Considering that Australians send nearly $9 billion overseas every year, the economic impacts of this across the Australian economy amount to hundreds of millions of dollars every year. Those costs cut into the profits of Australian businesses, and can impact their ability to grow and compete, especially on the international market against businesses who enjoy more affordable international transactions. The Australian Competition and Consumer Commission’s investigation into this issue promises to finally begin to address the problem, and to eventually moderate transaction costs.
In the meantime, businesses aren’t left without options. A number of specialised foreign exchange services now exist that offer far more affordable options for sending money overseas. By taking advantage of modern financial technologies, these services can offer low-cost or free transactions. In an economic environment where international activity is increasingly important, these may simply replace traditional financial institutions as the de facto method for foreign exchange.

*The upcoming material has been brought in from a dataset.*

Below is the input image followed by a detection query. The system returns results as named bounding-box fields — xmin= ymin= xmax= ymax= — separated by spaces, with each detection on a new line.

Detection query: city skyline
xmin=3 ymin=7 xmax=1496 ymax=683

Mark ups and exchange fees have big impacts on SMEs
Traditionally, international transfers are handled by your primary bank or other large financial institution. To do this without losing money, they mark up the current exchange rate slightly. This is because foreign exchange rates are often volatile in the very short term, and making an exchange at an inopportune moment can result in a loss. Additionally, they’ll often also charge a processing fee to cover the operating costs involved.
While these costs make sense, it’s important for the businesses that use these services that they be as low as possible. Even a relatively small internationally active business might send out millions of dollars in a single year. Compared to an American competitor, it would pay tens of thousands of dollars more to make those transfers, and would find itself at a serious disadvantage in the larger global economy.

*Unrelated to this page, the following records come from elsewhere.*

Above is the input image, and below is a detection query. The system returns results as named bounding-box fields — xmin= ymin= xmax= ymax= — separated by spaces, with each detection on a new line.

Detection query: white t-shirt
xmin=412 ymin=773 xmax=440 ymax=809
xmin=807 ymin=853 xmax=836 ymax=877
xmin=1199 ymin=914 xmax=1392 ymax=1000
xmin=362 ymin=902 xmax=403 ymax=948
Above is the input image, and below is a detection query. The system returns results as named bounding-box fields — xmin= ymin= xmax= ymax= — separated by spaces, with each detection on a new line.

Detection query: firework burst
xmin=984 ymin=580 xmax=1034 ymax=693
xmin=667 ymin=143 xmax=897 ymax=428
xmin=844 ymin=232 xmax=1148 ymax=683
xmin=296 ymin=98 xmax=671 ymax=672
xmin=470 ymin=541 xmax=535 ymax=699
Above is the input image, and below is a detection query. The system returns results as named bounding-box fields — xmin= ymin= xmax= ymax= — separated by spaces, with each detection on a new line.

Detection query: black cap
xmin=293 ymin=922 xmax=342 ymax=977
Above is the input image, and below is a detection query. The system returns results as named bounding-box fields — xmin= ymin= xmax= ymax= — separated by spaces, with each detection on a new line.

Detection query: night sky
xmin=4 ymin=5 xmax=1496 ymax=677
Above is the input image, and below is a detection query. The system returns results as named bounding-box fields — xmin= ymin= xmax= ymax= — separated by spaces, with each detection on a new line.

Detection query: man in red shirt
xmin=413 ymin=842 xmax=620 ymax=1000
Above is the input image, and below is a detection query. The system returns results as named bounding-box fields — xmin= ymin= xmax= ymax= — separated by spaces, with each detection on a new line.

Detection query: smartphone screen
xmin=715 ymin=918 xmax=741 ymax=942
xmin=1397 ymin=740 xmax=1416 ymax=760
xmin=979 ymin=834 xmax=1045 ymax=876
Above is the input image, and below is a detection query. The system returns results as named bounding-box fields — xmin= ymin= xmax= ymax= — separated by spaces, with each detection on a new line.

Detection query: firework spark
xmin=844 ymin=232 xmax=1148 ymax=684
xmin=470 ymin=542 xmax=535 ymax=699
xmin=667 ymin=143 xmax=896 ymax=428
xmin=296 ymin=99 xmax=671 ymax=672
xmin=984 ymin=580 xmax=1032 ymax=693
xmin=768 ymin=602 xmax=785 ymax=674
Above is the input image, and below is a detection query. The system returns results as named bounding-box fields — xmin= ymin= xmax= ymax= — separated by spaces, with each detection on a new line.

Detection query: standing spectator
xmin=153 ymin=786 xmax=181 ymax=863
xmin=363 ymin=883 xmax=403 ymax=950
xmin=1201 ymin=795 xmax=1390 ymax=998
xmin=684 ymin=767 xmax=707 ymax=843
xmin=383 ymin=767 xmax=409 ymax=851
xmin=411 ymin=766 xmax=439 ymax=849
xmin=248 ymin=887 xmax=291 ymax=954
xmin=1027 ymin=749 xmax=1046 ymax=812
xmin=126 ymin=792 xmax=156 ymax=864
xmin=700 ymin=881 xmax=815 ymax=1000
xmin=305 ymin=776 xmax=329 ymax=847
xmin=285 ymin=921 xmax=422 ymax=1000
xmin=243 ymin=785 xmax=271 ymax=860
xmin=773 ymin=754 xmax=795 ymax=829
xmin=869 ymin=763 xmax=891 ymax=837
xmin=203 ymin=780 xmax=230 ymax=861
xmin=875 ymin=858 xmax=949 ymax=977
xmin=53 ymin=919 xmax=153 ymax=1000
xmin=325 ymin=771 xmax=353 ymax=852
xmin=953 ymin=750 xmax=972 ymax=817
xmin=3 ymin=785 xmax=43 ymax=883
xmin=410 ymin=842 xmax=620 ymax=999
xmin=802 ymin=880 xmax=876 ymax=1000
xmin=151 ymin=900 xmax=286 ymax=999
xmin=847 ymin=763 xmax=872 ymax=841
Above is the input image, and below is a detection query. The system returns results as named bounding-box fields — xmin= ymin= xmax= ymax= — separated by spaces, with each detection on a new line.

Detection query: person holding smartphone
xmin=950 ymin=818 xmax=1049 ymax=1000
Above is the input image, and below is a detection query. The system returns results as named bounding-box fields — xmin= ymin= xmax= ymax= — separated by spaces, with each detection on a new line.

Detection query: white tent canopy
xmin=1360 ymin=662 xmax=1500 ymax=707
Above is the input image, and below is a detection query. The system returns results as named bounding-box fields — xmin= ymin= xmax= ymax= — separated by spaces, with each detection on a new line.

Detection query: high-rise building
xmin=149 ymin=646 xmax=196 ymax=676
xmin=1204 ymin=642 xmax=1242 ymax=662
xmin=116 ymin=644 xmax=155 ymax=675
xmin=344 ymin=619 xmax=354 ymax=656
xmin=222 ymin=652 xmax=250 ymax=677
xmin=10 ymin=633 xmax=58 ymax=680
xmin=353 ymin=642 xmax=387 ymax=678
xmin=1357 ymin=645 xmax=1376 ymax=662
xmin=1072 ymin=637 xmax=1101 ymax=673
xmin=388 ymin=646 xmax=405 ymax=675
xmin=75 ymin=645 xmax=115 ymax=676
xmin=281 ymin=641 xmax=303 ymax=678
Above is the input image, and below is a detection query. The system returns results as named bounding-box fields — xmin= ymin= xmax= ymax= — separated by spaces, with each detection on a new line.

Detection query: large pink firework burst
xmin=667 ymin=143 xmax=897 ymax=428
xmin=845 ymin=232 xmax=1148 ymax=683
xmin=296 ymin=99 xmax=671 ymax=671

The ACCC aims to make SMEs more competitive
The ACCC is concerned that the current state of foreign exchange is interfering with the ability of Australian SMEs to operate internationally. This comes after numerous consumer complaints about high mark-ups and transaction fees, and the Report on Competition by the Productivity Commission, which recommended the investigation.
The ACCC has requested feedback from consumers, currency suppliers, businesses, and consumer advocacy groups to learn more about pricing transparency, barriers to entry, costs, and other relevant factors. In doing so, they hope to learn how to ensure that currency buyers have adequate disclosure, and benefit from proper marketplace competition. That competition may, in the end, be the solution to the current issue.

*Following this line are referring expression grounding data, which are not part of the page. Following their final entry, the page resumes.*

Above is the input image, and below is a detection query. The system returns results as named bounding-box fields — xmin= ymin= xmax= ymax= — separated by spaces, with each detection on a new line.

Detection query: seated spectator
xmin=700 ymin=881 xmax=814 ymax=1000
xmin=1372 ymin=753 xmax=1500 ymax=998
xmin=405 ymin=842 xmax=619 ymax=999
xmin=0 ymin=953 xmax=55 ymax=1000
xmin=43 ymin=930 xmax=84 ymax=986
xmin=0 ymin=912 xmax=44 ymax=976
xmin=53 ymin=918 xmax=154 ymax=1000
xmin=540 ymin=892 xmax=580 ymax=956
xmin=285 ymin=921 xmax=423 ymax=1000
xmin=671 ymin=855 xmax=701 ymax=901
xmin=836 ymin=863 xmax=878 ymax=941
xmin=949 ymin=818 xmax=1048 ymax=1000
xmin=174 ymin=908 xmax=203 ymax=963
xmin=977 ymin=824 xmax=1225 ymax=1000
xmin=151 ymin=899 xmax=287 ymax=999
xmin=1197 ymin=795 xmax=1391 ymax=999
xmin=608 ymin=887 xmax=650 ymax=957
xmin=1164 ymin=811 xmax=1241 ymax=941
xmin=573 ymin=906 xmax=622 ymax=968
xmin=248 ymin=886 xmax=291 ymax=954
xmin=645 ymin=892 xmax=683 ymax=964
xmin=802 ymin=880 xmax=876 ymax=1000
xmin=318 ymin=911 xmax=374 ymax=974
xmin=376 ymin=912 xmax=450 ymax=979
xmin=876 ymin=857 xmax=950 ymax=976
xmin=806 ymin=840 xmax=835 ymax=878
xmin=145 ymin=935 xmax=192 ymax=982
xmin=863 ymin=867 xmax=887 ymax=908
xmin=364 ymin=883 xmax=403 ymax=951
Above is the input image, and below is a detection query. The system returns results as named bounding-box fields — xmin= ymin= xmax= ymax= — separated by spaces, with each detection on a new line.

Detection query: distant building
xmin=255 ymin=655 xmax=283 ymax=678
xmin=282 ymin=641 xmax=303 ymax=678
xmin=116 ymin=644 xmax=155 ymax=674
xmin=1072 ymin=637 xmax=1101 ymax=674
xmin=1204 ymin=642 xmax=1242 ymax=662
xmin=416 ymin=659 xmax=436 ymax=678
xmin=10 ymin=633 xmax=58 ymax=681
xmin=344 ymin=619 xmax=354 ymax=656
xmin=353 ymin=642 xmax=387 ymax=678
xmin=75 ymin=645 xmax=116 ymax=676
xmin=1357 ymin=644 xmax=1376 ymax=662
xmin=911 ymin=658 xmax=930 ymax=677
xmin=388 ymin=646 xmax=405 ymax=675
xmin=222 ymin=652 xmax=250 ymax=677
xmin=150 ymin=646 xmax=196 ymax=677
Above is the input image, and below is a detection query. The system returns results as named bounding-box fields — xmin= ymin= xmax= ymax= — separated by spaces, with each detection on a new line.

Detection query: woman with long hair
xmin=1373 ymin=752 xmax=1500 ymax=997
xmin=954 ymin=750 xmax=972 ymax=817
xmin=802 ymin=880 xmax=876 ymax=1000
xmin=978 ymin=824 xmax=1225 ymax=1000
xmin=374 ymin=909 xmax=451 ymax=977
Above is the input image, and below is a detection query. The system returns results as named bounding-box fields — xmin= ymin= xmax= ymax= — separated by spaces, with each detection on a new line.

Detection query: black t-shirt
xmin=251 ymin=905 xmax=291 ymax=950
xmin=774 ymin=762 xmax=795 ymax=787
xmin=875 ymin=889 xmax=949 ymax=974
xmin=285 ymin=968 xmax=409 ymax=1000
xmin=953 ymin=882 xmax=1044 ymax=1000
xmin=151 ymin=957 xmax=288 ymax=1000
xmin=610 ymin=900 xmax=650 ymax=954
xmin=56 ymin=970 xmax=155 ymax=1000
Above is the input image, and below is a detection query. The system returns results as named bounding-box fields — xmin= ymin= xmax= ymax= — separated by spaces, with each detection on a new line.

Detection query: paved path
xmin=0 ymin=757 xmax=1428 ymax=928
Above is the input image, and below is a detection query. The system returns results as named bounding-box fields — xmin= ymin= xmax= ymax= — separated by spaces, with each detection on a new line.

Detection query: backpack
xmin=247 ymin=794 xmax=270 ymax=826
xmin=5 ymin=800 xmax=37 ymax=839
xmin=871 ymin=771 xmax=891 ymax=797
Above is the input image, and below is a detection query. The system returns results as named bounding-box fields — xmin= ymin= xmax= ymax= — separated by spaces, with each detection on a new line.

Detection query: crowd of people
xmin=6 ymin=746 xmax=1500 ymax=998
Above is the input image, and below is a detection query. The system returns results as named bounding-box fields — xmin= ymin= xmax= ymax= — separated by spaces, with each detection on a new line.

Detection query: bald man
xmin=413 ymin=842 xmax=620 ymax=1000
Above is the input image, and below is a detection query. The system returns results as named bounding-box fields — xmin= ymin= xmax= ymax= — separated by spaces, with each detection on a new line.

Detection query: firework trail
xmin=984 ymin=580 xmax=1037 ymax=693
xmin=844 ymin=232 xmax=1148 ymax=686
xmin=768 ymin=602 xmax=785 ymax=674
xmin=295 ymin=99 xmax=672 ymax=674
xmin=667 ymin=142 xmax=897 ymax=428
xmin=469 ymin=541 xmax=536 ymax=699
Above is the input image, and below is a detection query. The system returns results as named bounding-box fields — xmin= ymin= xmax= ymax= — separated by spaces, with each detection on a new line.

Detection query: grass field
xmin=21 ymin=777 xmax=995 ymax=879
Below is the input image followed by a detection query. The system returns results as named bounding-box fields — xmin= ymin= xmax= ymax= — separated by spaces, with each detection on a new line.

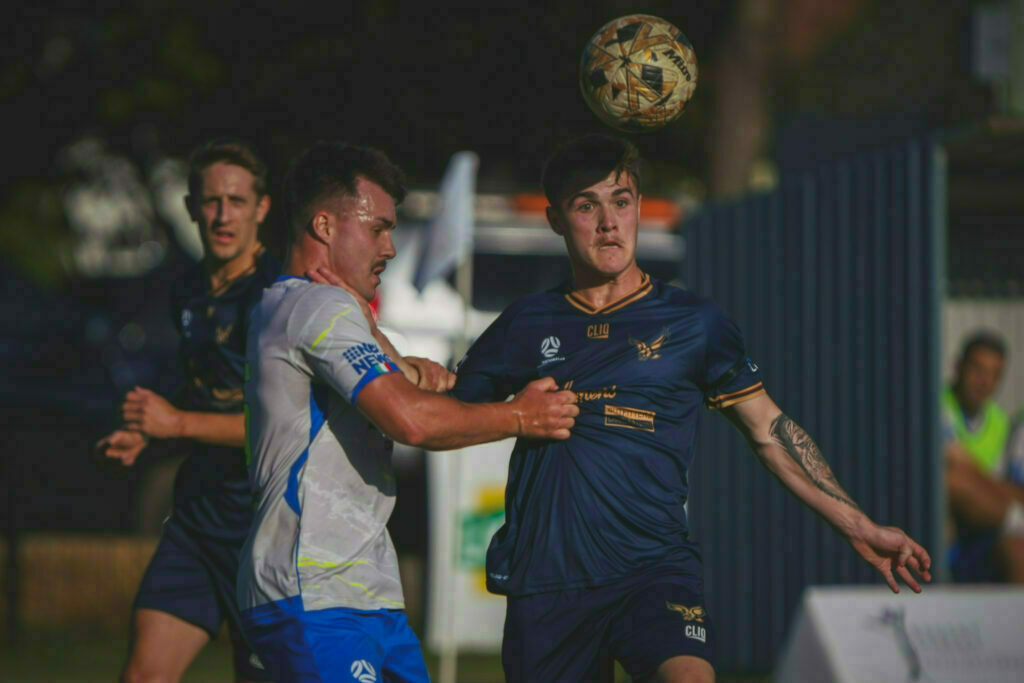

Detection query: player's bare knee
xmin=655 ymin=655 xmax=715 ymax=683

Businesses have other options
The most well-known and convenient way to transfer funds internationally is still our primary financial institutions. It’s not, however, the best or most affordable method available. Improvements in financial technology in the past two decades have transformed the foreign exchange market, and businesses simply don’t need to rely on traditional international transfers anymore. Instead, specialised foreign exchange services can make transfers at a small fraction of the cost, often eliminating the need for transfer fees entirely.
One of Fifo Capital’s partners, HiFX, is just such a service. Instead of charging fees from their customers, they transform the transfer itself into a profitable transaction. Using the latest technologies, foreign exchange services track exchange rates in real time, to within a fraction of a second. While the customer pays the normal exchange rate, the exchange service can use those funds to make transactions at very precise moments when the exchange rate favours them, and pocket the difference. In this way the customer enjoys a free transaction, and the exchange service gets access to the capital it needs to make profitable trades.
In effect, this means that Australian businesses already have the tools they need to avoid unnecessary exchange costs. The issue is primarily one of raising awareness. Despite this, it’s important for the ACCC to crack down on high foreign exchange costs with traditional financial institutions. The vast majority of foreign transfers are still conducted through these institutions, and ensuring that the rates paid by Australian businesses don’t excessively exceed those of their foreign competitors is essential on an economic level. Businesses who take the time to educate themselves about all their options, however, could eliminate nearly all of their foreign transaction fees.